Compared to God, the only bodiless One, they move with difficulty and are material. They are formed out of fine material. Only God is truly immaterial and incorporeal. They have no need of language and hearing, but they exchange between one another their personal thoughts and decisions without the spoken word. When communicating with people, then they take a shape and form to be seen by them. They are viewed as bright and their clothing is usually white, which indicates their purity. Their food is the vision of God, Whom they see, to the extent of their ability.

Angels and Archangels preserve parts of the earth, are rulers of peoples and countries, as the Creator has ordered.
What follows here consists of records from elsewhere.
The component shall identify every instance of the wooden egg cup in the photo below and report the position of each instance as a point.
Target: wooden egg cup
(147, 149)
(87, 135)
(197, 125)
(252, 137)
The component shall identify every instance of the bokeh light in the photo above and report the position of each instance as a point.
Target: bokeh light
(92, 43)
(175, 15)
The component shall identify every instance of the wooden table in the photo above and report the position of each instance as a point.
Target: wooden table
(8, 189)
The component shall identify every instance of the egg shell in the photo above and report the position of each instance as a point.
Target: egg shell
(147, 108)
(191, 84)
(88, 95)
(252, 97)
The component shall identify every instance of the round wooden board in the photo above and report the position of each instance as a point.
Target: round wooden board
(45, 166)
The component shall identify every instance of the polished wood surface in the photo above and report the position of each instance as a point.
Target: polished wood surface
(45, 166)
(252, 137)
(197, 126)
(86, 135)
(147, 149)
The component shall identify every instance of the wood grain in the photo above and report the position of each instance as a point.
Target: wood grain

They arrange human affairs and protect all those who call upon them, primarily from the hatred and fury of the devil. "Wherever your grace overshadows, Archangel, thence the devil is banished by force, for fallen Lucifer cannot bear to stand before thy light...." (Doxastikon of the Praises, Nov. 8th).

In every Divine Liturgy, which is a Synaxis of heaven and earth, the Angels concelebrate with the Bishop or Priest. During the Small Entrance, the Liturgist asks the Lord to send Angels to concelebrate with him and glorify with him the goodness of God. The Deacon, also, prays: "An angel of peace, a faithful guide, a guardian of our souls and bodies, let us ask of the Lord."

"Nine are the heavenly orders, and three offices or three groups consist of a triad."

The first triad are those who are always around God and are ready to unite with Him immediately, without the intervention of anyone. These are the orders of the six-winged Seraphim, the many-eyed Cherubim and the most-holy Thrones.

The second group are the Dominions, the Powers and the Authorities. Their work is to arrange great things, such as miraculous actions and the Thrice-Holy Hymn of Holy, Holy, Holy.

The third, and last, group are that of the Rulers and Archangels and Angels, whose characteristic feature is to "serve in the liturgy and end the sacred hymn of Alleluia."

From the moment we left the womb of the Church, the font of Baptism, there stands by us an angel, who is the guardian of our souls and bodies. He does not leave us unless we turn him away by our sins. That which brings him back is true repentance. The angels rejoice and celebrate when someone repents sincerely.

At the end of the Small Compline, a solemn service we all need to read every night, there is a wonderful prayer to our guardian angel.

Father Paisios would say that we need to gain the friendship of the saints and angels, especially the saint whose name we bear and our guardian angel. This can take place through our organic joining with the spiritual atmosphere of the Church, with unceasing prayer, the sacramental life and asceticism, namely our living the commandments of Christ.